The construction of a 25-storey apartment tower in Sydney has come to a dramatic stop after a judge ordered the site be shut down and referred the certifier to the profession's regulatory body.

Justice Timothy Moore has also referred the builder of the Burwood building site to the state revenue office over $700,000 in allegedly unpaid stamp duty.

On Wednesday the worksite was left locked up and empty after workers downed tools following the Land and Environment Court decision.

The construction site at 1-3 Marmaduke Street and 7 Dean St Burwood has been shut down. Picture: Rohan Kelly
The construction site at 1-3 Marmaduke Street and 7 Dean St Burwood has been shut down. Picture: Rohan Kelly


The action comes amid a crisis of confidence in the NSW building industry following the evacuations of Opal Tower and Mascot Towers, as well as defects in other apartment buildings.

Certifiers, and how they do their job, along with the role of developers have come under particular scrutiny in the aftermath of the scandals.

Justice Moore has referred Maurice Freixas from Dix Gardner certifiers, to the Building Professionals Board.

The sale of the land has been referred to the Chief Commissioner of State Revenue over apparent anomalies in the declared sale price and another figure given in evidence to the court.

Justice Moore wrote that there were "serious issues to be tried" regarding the site on Marmaduke Street including the issuing of a construction certificate for the building.

 

The sale of the land has been referred to the Chief Commissioner of State Revenue. Picture: Rohan Kelly
The sale of the land has been referred to the Chief Commissioner of State Revenue. Picture: Rohan Kelly

Although no finding has been made on the stamp duty, a $13 million difference between the declared purchase price and one which was later claimed in court has been detected. The difference would have saved the buyer $700,000 in stamp duty.

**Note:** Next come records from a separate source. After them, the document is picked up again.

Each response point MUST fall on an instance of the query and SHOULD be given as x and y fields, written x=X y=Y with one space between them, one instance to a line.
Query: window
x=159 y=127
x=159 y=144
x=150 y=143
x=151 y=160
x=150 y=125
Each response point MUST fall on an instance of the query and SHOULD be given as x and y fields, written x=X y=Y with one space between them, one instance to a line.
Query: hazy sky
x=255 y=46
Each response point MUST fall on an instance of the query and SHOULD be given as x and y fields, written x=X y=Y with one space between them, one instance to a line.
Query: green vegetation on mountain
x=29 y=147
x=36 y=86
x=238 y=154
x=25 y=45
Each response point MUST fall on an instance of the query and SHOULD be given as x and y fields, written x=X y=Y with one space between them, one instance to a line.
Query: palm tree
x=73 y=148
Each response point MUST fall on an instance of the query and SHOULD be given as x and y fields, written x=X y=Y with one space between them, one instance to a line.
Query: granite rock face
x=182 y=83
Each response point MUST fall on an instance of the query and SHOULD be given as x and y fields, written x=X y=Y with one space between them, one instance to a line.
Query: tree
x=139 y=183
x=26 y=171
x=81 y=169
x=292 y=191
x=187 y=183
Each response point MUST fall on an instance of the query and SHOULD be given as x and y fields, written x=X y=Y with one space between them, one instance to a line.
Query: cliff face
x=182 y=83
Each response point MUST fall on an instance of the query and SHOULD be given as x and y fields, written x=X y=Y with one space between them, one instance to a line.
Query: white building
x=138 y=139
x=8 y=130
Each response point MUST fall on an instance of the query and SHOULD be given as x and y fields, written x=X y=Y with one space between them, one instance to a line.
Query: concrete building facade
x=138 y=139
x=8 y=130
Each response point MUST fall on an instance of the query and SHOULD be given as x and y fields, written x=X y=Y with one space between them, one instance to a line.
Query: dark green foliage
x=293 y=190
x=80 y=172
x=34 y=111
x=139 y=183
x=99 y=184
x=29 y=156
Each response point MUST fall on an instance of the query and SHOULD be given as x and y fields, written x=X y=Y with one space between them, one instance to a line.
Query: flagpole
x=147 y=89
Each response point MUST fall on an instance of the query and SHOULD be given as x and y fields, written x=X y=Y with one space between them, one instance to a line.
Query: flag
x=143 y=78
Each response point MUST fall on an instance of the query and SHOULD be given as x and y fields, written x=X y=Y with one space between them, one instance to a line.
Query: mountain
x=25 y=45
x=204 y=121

Justice Moore was scathing in his summation of the testimony of builder Maroun Taouk, the director of TQM Design & Construct Pty Ltd.

The company has referred the certifier to the profession’s regulatory body. Picture: Rohan Kelly
The company has referred the certifier to the profession’s regulatory body. Picture: Rohan Kelly

Mr Taouk's brother, Mark Taouk, is the owner and developer through his company Dean Street Holdings Pty Ltd.

Each brother has shares in the others' company.

Maroun Taouk gave evidence on behalf of his brother on August 15. Justice Moore labelled Mr Taouk's evidence unreliable. He ordered that an emergency interlocutory order stopping work, issued last week, should stand until the matter comes to trial next month.